Working in mental health I try my best to be aware of myself and my reactions. I also know, as a woman, that estrogen makes me go bat shit crazy. My reality of this is that not only are my feelings of anger more than somewhat irrational (a 4 out of 10 makes me see red) the fact that I can't control it has begun to create anxiety within me, thus fueling the fire of a thousand hells. It's even worse because I think I'm a pretty patient person overall... Unless you feed me a bottle of wine and I'm sitting w close girlfriends- of course we vent.
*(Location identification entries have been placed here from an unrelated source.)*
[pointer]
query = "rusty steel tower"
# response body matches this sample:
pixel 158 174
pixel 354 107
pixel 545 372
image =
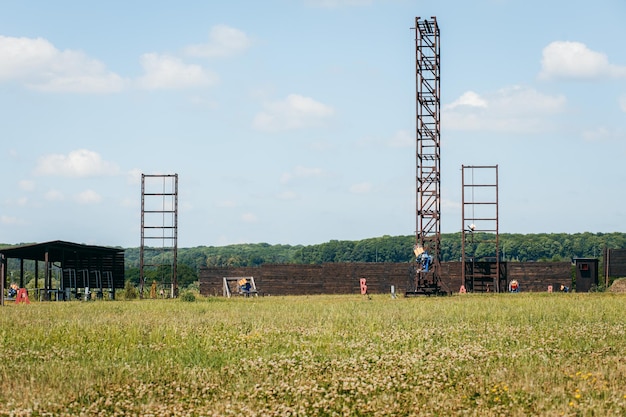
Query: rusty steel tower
pixel 425 276
pixel 158 253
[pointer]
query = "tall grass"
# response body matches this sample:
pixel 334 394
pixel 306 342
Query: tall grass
pixel 479 355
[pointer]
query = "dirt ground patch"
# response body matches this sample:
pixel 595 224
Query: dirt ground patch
pixel 619 285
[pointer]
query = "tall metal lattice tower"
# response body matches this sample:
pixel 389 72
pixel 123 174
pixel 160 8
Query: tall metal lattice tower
pixel 482 270
pixel 158 253
pixel 425 278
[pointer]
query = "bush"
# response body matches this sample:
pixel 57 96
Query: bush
pixel 188 296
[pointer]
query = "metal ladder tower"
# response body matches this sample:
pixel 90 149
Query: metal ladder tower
pixel 426 280
pixel 159 231
pixel 480 246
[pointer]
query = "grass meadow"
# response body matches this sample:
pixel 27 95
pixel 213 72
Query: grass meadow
pixel 464 355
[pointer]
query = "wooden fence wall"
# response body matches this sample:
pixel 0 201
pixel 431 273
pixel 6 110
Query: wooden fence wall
pixel 344 278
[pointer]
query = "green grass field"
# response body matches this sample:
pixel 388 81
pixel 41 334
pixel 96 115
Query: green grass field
pixel 477 355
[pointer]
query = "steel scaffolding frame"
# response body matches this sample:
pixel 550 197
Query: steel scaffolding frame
pixel 159 226
pixel 480 227
pixel 428 155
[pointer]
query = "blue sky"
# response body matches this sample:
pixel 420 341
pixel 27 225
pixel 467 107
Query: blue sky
pixel 292 121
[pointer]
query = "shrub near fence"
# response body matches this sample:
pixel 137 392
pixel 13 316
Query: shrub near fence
pixel 343 278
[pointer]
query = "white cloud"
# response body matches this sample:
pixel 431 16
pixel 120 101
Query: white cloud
pixel 574 60
pixel 27 185
pixel 41 66
pixel 249 218
pixel 295 112
pixel 88 197
pixel 10 220
pixel 514 109
pixel 223 41
pixel 227 204
pixel 54 195
pixel 330 4
pixel 470 99
pixel 288 195
pixel 166 72
pixel 79 163
pixel 361 188
pixel 301 172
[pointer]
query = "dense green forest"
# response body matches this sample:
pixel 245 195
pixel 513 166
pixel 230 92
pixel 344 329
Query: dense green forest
pixel 513 247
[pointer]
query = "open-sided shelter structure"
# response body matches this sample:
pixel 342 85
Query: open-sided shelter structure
pixel 69 268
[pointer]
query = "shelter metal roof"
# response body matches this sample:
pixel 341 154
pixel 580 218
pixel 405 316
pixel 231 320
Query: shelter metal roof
pixel 57 250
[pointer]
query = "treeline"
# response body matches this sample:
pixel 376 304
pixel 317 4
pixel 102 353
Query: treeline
pixel 513 247
pixel 397 249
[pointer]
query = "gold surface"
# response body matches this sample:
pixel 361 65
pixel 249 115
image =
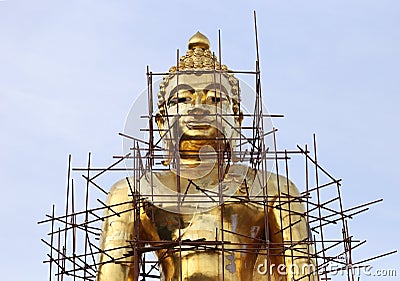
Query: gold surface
pixel 240 238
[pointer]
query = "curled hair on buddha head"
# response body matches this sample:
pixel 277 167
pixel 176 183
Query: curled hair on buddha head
pixel 198 60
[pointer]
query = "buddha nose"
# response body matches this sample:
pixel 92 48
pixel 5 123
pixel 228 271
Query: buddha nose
pixel 199 107
pixel 199 110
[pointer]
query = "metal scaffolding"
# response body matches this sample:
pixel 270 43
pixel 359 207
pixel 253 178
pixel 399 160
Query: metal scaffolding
pixel 73 239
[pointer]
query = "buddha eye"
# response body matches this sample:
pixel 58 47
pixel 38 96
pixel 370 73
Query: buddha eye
pixel 215 97
pixel 175 100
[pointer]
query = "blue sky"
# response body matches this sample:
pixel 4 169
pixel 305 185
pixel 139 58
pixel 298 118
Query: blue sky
pixel 70 70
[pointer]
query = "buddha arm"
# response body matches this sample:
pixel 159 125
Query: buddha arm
pixel 118 227
pixel 289 229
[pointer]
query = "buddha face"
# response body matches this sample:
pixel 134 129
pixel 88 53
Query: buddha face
pixel 198 114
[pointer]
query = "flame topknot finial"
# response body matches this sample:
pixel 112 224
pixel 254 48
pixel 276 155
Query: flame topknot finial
pixel 199 40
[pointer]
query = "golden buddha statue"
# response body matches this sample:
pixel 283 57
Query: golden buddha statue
pixel 209 216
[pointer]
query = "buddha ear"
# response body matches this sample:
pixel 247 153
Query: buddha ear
pixel 160 120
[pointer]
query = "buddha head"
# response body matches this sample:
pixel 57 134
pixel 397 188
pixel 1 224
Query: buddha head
pixel 199 114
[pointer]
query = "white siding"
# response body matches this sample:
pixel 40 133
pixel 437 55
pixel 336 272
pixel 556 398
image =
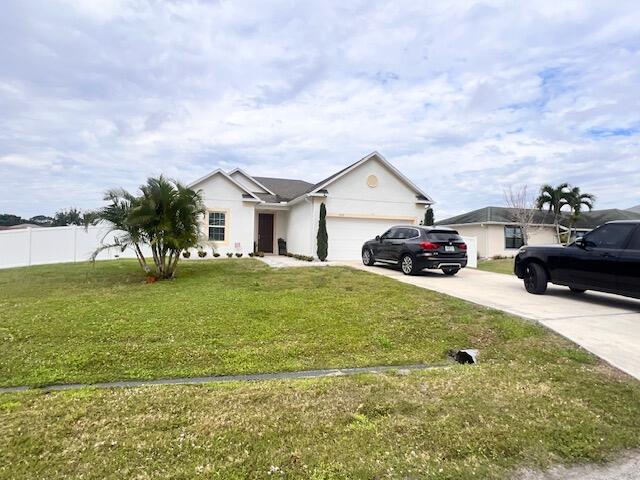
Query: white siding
pixel 222 195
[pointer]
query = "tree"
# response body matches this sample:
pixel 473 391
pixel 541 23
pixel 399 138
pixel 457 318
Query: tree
pixel 322 237
pixel 428 217
pixel 521 210
pixel 555 198
pixel 576 200
pixel 42 220
pixel 70 216
pixel 164 217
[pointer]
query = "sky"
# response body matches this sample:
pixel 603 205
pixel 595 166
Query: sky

To give an example of the "cycle": Remember in Shrek when he says "I eat because I'm unhappy and I'm unhappy because I eat"? Yeah. "I'm anxious because I'm angry and I'm angry because anxious." The cycle is stupid and most of the time I am able to identify that I'm feeling a bit "butt hurt" and can move on. Nope. Now i ruminate on the irrational crap and I can't refocus quickly or bounce back. The prescription piece would upset anyone... But that's a specific, larger example. My dog coughing, my husband leaving a plate in the sink or my younger sister venting about her day ... Those are small, irrational examples for me to see red over.
I hear it gets better in the next couple weeks but in the meantime I can say that this is way worse than the fatigue. Quickly my family is learning, unfortunately, to not poke, touch or breath on or near the bear and I'm doing everything I can to keep it calm and rational.